Commodity future trading began in the 1840s in the USA for Wheat and in 1875 in India for Cotton. Now in 2021, it is one of the most talked-about futures trading types, where speculators take advantage of price movements of commodities. The most popular commodities traded presently are
- Crude oil
- Natural gas
Although fairly risky, there are many advantages of trading in Commodities Futures.
Here are the top advantages of Commodities Futures Trading:
Having commodities futures as part of your portfolio helps with diversifying your risk and ensuring it is well balanced since commodities are an independent asset class. Commodities are not dependent on stocks; they are mostly raw materials used for finished goods.
Lower risk of Price Rigging
Since the price of commodities is governed by international price movements, there is a lesser chance of price manipulation. Also, with the advent of the electronic trading platform where investors trade with commodity account, the price is determined by the demand and supply of a large base of investors. This eliminates price manipulation by a few.
Lower Upfront Investment
In the Futures, you need to pay only a small percentage of the total trade volume as investment upfront. Investors need not put up the full amount at the time of making the trade. Therefore, even a small gain in price later could result in huge profits.
This percentage of money to be invested is lower for some commodities futures. So even if there is limited money for an investor, he can still invest a small amount in commodity futures compared to other futures.
Protection against price fluctuations
Using commodity futures, many exporters protect themselves against huge drops in price for exports when there are fluctuations in currency exchange rates. Similarly, many industrialists ensure the price of finished goods does not increase too much, by buying commodities futures at a lower price much in advance. So, any increase in the commodity price will not affect them since the price to buy the commodity at a future date was already fixed.

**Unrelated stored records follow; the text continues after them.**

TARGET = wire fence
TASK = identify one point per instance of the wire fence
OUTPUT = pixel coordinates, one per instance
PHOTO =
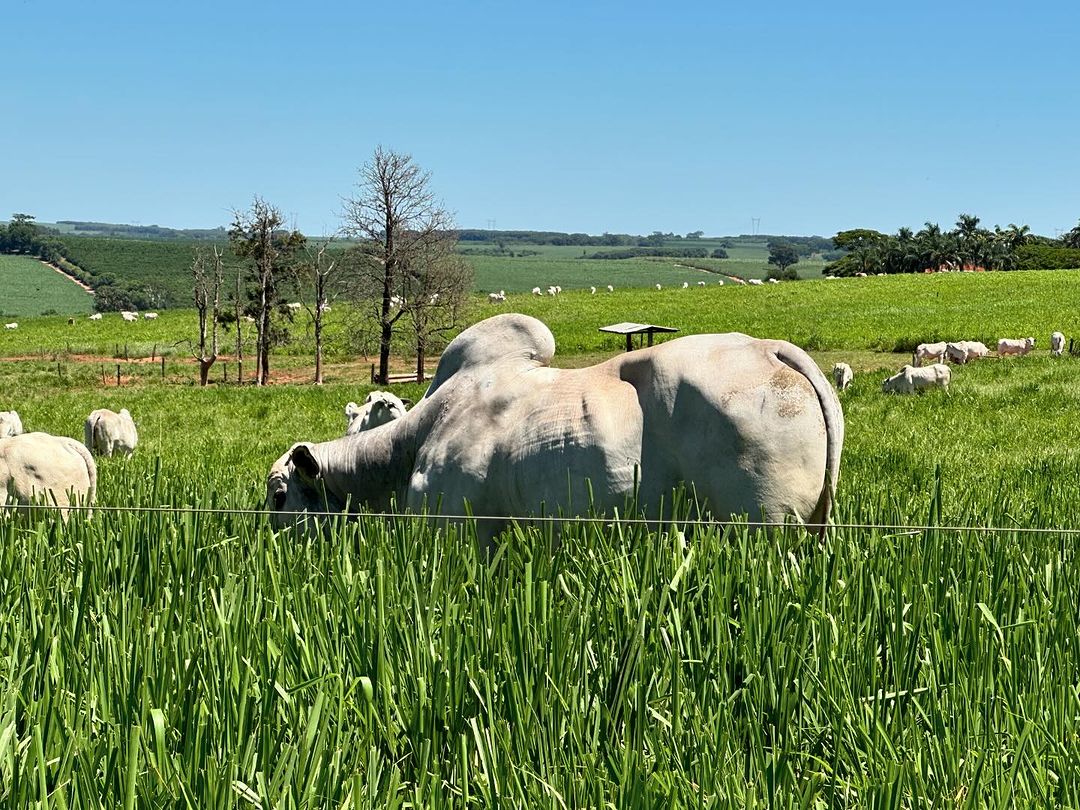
(553, 520)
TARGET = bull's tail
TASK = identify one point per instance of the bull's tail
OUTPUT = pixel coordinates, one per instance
(88, 431)
(799, 361)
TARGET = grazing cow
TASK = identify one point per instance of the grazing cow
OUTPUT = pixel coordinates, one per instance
(1056, 345)
(107, 432)
(962, 351)
(501, 433)
(42, 468)
(1017, 346)
(842, 376)
(10, 423)
(929, 351)
(378, 408)
(910, 379)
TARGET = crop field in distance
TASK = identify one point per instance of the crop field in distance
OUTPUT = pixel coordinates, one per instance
(201, 659)
(31, 288)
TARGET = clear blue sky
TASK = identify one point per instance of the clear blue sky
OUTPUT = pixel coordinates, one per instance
(564, 116)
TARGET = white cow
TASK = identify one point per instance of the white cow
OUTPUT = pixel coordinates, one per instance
(842, 376)
(10, 423)
(378, 408)
(42, 468)
(501, 433)
(963, 351)
(1056, 345)
(929, 351)
(1017, 346)
(910, 379)
(107, 432)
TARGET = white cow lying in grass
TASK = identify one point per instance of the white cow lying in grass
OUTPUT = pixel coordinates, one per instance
(10, 423)
(1056, 345)
(46, 469)
(502, 433)
(910, 379)
(1017, 346)
(378, 408)
(842, 376)
(107, 432)
(963, 351)
(929, 351)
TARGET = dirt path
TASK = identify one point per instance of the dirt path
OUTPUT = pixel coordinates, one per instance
(68, 277)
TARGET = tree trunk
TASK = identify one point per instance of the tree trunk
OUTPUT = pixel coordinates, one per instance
(204, 365)
(319, 348)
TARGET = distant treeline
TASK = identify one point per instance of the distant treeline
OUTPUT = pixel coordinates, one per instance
(146, 231)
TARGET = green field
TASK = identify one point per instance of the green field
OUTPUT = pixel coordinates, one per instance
(202, 660)
(31, 288)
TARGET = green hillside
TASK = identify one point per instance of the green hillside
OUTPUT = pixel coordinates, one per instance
(32, 288)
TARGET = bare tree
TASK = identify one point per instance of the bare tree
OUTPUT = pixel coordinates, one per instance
(396, 217)
(319, 273)
(436, 291)
(208, 272)
(256, 235)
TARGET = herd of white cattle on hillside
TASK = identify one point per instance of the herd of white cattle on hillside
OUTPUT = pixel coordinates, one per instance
(501, 433)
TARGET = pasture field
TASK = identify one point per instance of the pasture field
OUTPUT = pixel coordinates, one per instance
(892, 313)
(30, 288)
(201, 659)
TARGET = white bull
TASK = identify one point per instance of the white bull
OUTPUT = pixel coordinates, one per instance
(752, 426)
(378, 408)
(910, 379)
(929, 351)
(1056, 345)
(107, 432)
(842, 376)
(10, 423)
(1018, 347)
(45, 469)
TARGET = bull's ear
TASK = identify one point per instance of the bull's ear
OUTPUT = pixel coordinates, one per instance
(305, 462)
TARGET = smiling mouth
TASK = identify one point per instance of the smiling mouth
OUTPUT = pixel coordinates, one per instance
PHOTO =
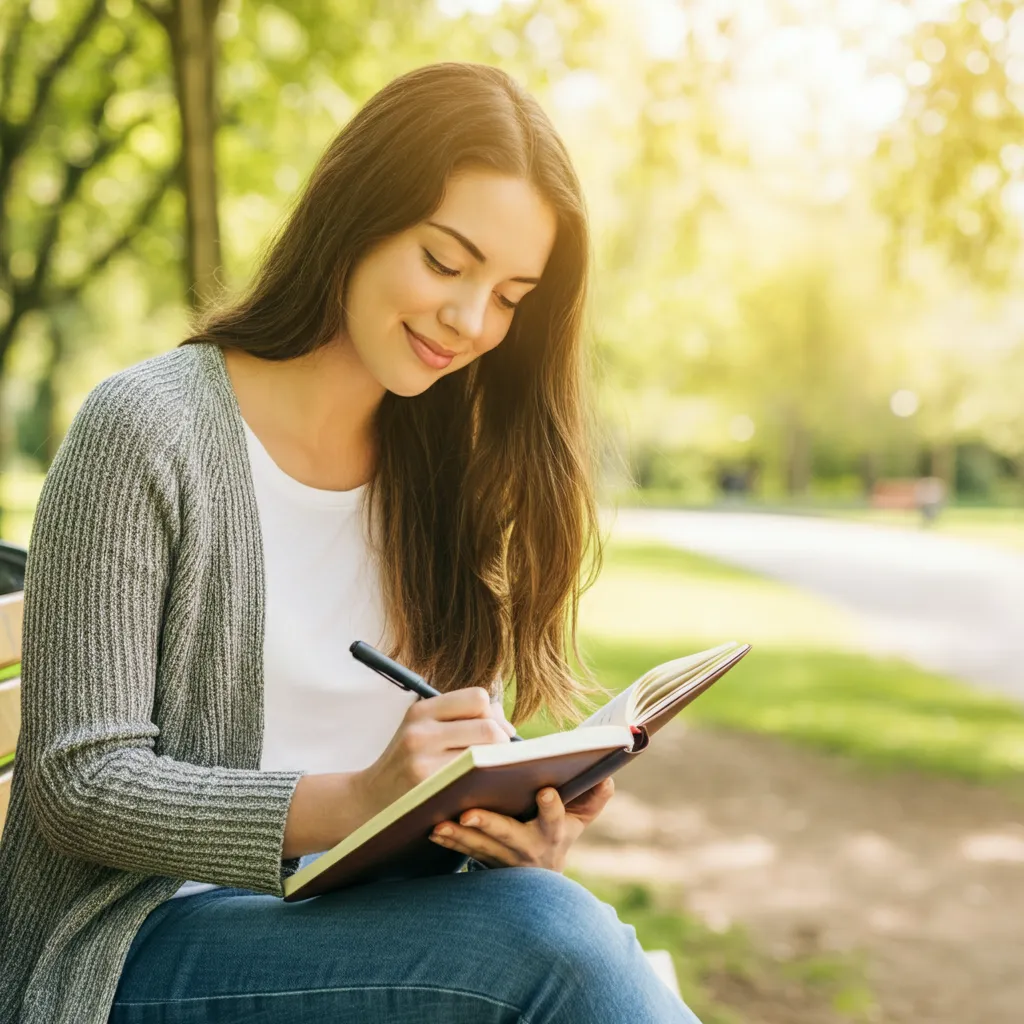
(432, 345)
(429, 352)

Commodity futures are for everyone
Commodity futures helps Speculators, Producers, and Consumers
- The producers want to lock in the price so they get the agreed-upon price and not lose money if the price falls drastically owing to some uncontrollable events such as wars, international export-import policy changes etc.

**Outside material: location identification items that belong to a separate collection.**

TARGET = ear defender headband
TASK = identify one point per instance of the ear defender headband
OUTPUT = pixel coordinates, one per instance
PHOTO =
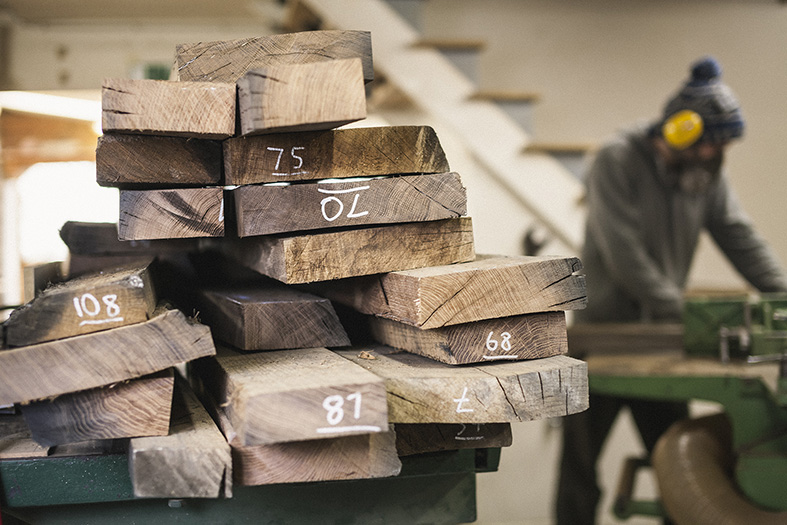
(682, 129)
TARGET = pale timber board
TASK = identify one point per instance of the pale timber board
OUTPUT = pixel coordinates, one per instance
(335, 255)
(295, 395)
(363, 456)
(138, 407)
(488, 287)
(171, 213)
(421, 390)
(422, 438)
(227, 61)
(269, 316)
(101, 358)
(341, 153)
(84, 305)
(271, 209)
(161, 107)
(16, 441)
(302, 97)
(192, 461)
(142, 161)
(527, 336)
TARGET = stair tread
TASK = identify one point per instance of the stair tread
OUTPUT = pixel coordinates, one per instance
(506, 96)
(451, 44)
(559, 147)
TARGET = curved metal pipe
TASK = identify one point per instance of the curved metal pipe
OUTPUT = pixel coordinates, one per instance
(693, 463)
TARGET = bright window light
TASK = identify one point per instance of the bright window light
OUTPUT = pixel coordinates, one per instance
(51, 193)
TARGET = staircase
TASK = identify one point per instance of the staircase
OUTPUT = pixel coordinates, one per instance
(436, 85)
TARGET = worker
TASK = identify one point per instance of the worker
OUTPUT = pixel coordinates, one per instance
(650, 192)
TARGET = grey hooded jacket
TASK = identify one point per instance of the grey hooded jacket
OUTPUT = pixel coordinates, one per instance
(642, 232)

- Consumers want to ensure they do not end up paying too much and hedge against too much price increase in the future because of high demand.
- The speculators want to make a profit and ensure they get high returns on their investments based on the spot price of the commodity, basis, and the future price estimation based on analysis and trends. The speculators could make huge profits from the commodity’s futures without any actual buying or selling of the underlying commodity.
To sum up, commodity futures may be riskier at times, but it is definitely here to stay. Based on the advantages, an intelligent investor can make a huge profit by intelligently choosing the right commodity and the money at hand to invest.